Seja qual for a razão, dizem os especialistas, o bom humor será colocado à prova no último trimestre, quando ficará mais claro se ainda há chance de aprovação de alguma reforma da Previdência neste ano - e o tamanho do problema fiscal do governo -, à medida que a disputa eleitoral de 2018 ganha contornos mais definidos.
Às vésperas do impeachment da presidente Dilma Rousseff, o cenário era bastante diferente, lembra Alessandra Ribeiro, sócia da Tendências Consultoria. Em janeiro de 2016, os Credit Default Swaps (CDS) - uma espécie de seguro contra calote de dívida, que funciona como termômetro da percepção de risco dos investidores - chegou a 505 pontos. Nos últimos dias, mesmo com toda a turbulência, ele se mantém abaixo dos 250 pontos.

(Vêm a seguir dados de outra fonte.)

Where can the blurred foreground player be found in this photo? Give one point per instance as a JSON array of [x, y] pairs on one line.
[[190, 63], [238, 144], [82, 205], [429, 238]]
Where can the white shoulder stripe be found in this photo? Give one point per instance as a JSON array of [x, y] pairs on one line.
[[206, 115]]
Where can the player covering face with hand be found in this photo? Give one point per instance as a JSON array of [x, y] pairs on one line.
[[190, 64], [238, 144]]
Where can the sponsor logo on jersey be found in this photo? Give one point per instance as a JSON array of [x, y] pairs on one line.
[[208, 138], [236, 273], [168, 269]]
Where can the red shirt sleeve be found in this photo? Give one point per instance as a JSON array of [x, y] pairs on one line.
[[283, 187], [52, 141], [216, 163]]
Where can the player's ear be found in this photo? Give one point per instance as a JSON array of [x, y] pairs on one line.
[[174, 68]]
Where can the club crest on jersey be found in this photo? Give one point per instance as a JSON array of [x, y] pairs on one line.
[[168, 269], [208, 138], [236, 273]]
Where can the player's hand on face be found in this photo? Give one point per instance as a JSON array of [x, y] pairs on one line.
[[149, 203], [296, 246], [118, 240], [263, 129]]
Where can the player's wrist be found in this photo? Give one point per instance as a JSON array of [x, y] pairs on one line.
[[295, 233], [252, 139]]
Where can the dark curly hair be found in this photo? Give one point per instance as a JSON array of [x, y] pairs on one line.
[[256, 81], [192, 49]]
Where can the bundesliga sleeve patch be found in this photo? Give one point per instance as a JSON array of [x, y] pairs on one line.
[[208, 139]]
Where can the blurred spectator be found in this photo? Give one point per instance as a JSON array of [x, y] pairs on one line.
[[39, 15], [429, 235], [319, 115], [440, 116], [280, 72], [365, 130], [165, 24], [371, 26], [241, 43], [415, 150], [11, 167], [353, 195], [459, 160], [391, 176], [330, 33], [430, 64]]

Uma diferença fundamental em relação a um ano atrás, para ela, é a "economia mais ajustada" que o Brasil tem hoje, com famílias e empresas menos endividadas e inflação e juros em queda, além da ajuda vinda do cenário internacional, com preço favorável de commodities e juros modestos.
Com as taxas ainda baixas em mercados maduros como União Europeia e Estados Unidos, os investidores têm maior apetite por risco e olham mais para mercados emergentes como o Brasil. Com mais dólares no mercado, a tendência é que o real fique mais valorizado e a moeda americana, mais barata.
Equipe econômica
O comportamento do mercado reflete a avaliação de que uma eventual substituição do presidente não interromperia o avanço da agenda econômica e de que ainda seria possível aprovar alguma medida de reforma da Previdência, diz Mauro Schneider, economista da MCM Consultores.
Essa avaliação, ele ressalva, ainda não contabiliza riscos como possíveis defecções da equipe econômica - assim como aconteceu com Banco Nacional de Desenvolvimento Econômico e Social (BNDES) em maio, com o pedido de demissão da ex-presidente Maria Silvia Bastos Marques -, a piora da situação das contas públicas, sem uma reforma das aposentadorias que controle os gastos com benefícios previdenciários, e a eleição em 2018 de um candidato que endosse uma política econômica muito diferente da atual.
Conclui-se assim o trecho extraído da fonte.